Why haven’t you heard of this prescient theory? Because its inventor, Major Douglas, was a fantastic anti-Semite who said essential to his theory was the belief that private banking was akin to the Jews recrucifying Christ. So after 1945, erm yeah…

Nevertheless, Social Credit governments in Alberta and social democrats in Sasketchewan were world-famous in the Depression, and delivered on social welfare and state ownership. Alas, the complex radicalism of the era has, as elsewhere, yielded to a politics of cultural ressentiment, dependent on the eternal resources fairy tree.

The provinces are therefore the very opposite of plural capital-rich environments; like Queensland, pipeline promises have not only sucked out traditions of innovation, but they have undermined cultures of regional self-reliance.

Interestingly, southern Queensland and northern NSW/New England were the only places in Australia where Social Credit gained traction, underpinning one iteration of the New England secession movement of the time. The League of Rights adopted the idea and it echoes down rural politics today — one reason why Barnaby Beetrooter was babbling about usury and US default during his hilarious turn as shadow finance minister.

But, the western provinces won’t be seceding, not least because British Columbia, centred around hipster Vancouver (God I love that city, hmmm I might move there, why haven’t I already?) ain’t going, which would mean no port. And because of course the whole idea is crackers. For the moment.

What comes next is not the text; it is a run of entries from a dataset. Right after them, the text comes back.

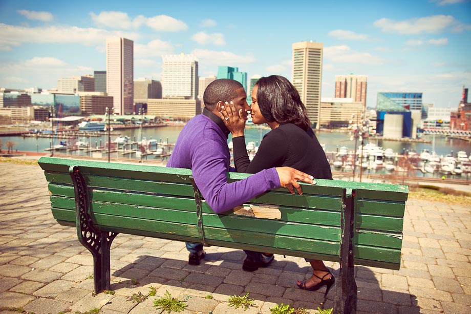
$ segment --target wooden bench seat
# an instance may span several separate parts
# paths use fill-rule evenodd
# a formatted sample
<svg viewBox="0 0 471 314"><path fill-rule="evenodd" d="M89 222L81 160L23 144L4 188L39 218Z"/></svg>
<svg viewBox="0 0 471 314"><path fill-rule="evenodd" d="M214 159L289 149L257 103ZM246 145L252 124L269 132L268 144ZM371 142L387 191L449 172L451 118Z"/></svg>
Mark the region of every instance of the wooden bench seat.
<svg viewBox="0 0 471 314"><path fill-rule="evenodd" d="M48 157L39 164L54 219L77 227L94 256L96 293L110 288L109 247L118 233L339 262L345 312L356 304L354 264L400 265L405 186L316 179L302 183L303 195L272 190L246 210L216 214L187 169ZM275 207L280 217L253 217L251 205Z"/></svg>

But the renewed chatter of secession reminds one — if reminder were necessary — that the modern nation-state, federated or otherwise, the child of the railway and the telegraph, is coming to grief as its corporate and culture elites centralise power and regionalise poverty and exclusion.

The US has no legal secession process, otherwise it would have come apart by now; Canada’s, I kid you not, Clarity Act, allows secession, but only with the full nation’s permission — including the separate permission of the convoked First Nations (why don’t we all live in Canada?).

In Australia, secession requires permission of the other states. Queensland, just ask. Just ask. The answer’s yes. Curse of a goddamn single continent: we’re stuck with each other.

Whether Canada is, we’ll find out, as Alberta’s proud cry — “Liberty! If it’s alright with the rest of you!” — rings out across the prairies.